David L. Ikenberry of Rice University and Sundaresh Ramnath of Georgetown released a study entitled Underreaction to Self-Selected News Events: The Case of Stock Splits in 1999 which was later updated in 2001.
Here’s what they found:
Prior studies that report abnormal return drifts subsequent to splits do not appear to be spurious, nor a consequence of misspecified benchmarks. Using recent cases, we report a drift of 9% in the year following a split announcement. We consider fundamental operating performance as a source of the underreaction. Splitting firms have an unusually low propensity to experience a contraction in future earnings. The evidence suggests that investors underreact to this information. Analyst earnings forecasts are comparatively too low at the time of the split announcement and appear to revise sluggishly over time, a result consistent with underreaction by markets to corporate news events.
In plain English, this means that companies that announce stock splits tend to:
1) Outperform stocks that don’t split by 9%
2) Have Earnings Power That is Underestimated by Wall Street Analysts
Apple’s Stock Split History
Apple went public on December 12, 1980 at $22 a share.
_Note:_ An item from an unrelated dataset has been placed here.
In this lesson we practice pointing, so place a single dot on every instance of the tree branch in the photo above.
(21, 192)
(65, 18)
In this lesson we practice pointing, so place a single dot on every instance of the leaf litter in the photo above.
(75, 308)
Split-adjusted, the IPO price is $2.75.
Since then, Apple has had three stock splits:
- June 16, 1987 – 2 for 1 split
- June 21, 2000 – 2 for 1 split
- February 28, 2005 – 2 for 1 split
So unlike Google, there is definitely a precedent for Apple to split its stock. The two most-recent splits have come under current CEO Steve Jobs, and since the last split in 2005, Apple’s stock is up over 500%
Why We Should Hope For an Apple Stock Split
By all indications, Apple’s core business is doing extremely well. The iPhone is still backordered on Apple’s website, and back-to-school reports indicated that Macs are all the rage for college students. Plus, the iPad continues to dominate the nascent tablet-PC market.
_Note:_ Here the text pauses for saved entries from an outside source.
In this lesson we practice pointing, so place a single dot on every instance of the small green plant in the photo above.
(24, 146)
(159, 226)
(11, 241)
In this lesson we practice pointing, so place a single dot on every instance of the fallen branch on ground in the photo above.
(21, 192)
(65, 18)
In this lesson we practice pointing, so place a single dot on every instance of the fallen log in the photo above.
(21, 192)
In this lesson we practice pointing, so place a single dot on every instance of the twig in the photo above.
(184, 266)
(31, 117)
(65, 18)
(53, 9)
However, as evidenced by the Ikenberry/Ramnath study, a split is a good indication that we can have confidence in a company’s operating performance.
No company would announce a split if it believed it was at risk, because a stock price can also go too low. Some institutional money managers won’t touch stocks priced under $5, or even $10.
So while Apple announcing a split wouldn’t actually drive earnings – it would be a sign that we can expect the company’s momentum to continue.